Playground for testing theories of semantic development in recurrent neural networks.


Keywords
rnn, tensorflow, language modeling, neural-network, nlp-machine-learning
License
MIT
Install
pip install rnnlab==6.0.0

Documentation

Rnnlab

Python API to train and compare RNN language models using Tensorflow

Installation:

Install rnnlab via pip:

pip install rnnlab

This will install required python modules, including numpy, tensorflow, pandas, sklearn, matplotlib, flask, spacy, and seaborn.

Environment Variables:

First, tell rnnlab where to save its log and training data by creating environment variables in bashrc file:

export RUNS_DIR='<path to where you want to save model data>'
export BACKUP_DIR_DIR='<path to where you want to backup model data>'
export RNNLAB_DIR='<path to where you want to save the log files>'

Configs:

Before training can begin, run the following command to create configs file in RNNLAB_DIR

python train.py

A variety of training hyperparameters and other configurations may be specified here. Not all are required. Each row represents one configuration, and multiple unique configurations may be specified here. A bare-bones example to train a SRN with the supplied CHILDES (MacWhinney, 1984) data split into 256 docs, and iterating 20 times over each:

learning_rate bptt_steps corpus_name num_types num_parts num_iterations
0.01 7 childes-20171213 4096 256 20

Training:

rnnlab comes packaged with the corpus childes-20171213 so that you can test your implementation right out of the box. Just make sure you specify the name of the corpus in your configs file.

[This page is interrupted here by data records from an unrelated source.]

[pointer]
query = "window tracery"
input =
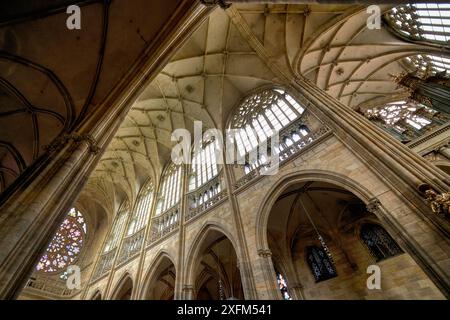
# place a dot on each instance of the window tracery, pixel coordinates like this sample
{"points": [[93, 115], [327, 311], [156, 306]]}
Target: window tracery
{"points": [[422, 21], [204, 165], [170, 189], [379, 242], [320, 264], [142, 209], [118, 228], [428, 63], [260, 116], [66, 245], [406, 120], [282, 285]]}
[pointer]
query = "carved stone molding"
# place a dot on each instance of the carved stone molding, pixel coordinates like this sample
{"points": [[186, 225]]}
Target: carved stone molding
{"points": [[374, 205], [264, 253], [213, 3], [62, 140]]}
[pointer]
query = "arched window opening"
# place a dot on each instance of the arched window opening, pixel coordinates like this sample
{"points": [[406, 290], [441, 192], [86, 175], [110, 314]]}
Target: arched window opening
{"points": [[112, 241], [170, 189], [406, 120], [320, 264], [66, 245], [204, 165], [142, 209], [380, 244], [421, 21], [136, 228], [205, 179], [428, 63], [118, 228]]}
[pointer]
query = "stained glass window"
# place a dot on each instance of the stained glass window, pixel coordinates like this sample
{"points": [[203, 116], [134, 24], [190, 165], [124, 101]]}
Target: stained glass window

To train one model per configuration specified in your configurations file, simply run the example with a command line argument specifying the model type:

python train.py

Note, that if you would like to train 3 replicas per configuration, you can:

python train.py -r3
If rnnlab's log already contains 3 replicas of a particular configuration, training of that configuration will be skipped.
Instead you can increase the number of replicas, or add an additional argument which turns off skipping:
python train.py -r3 --noskip

Analysis using the browser app

During training, hidden state activations for user-specified words (probes) are collected and saved to disk. An included browser application can visualize the data during and after training. After you have started training a model, a bash alias will have been created for easy access to the browser app. In a new bash terminal, type:

python app.py
* Running on http://127.0.0.1:5000/ (Press CTRL+C to quit)

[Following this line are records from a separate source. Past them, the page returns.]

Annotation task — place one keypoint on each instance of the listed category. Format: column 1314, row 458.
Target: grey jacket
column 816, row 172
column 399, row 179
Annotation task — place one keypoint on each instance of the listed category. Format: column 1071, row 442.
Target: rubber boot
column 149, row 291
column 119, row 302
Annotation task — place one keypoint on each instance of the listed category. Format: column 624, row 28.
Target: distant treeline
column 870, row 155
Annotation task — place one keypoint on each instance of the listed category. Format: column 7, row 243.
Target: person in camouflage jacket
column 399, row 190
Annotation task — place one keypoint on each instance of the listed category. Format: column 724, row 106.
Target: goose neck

Here you can plot various evaluation metrics across training time, SVD and t-SNE of the learned representations of probe words, model comparisons, and much more.

Important Note

rnnlab is still in the early stages of development. The package is aimed primarily for enabling replication studies.

Project Information

rnnlab is released under the MIT license, the code on GitHub, and the latest release on PyPI. Tested on Python 3.5.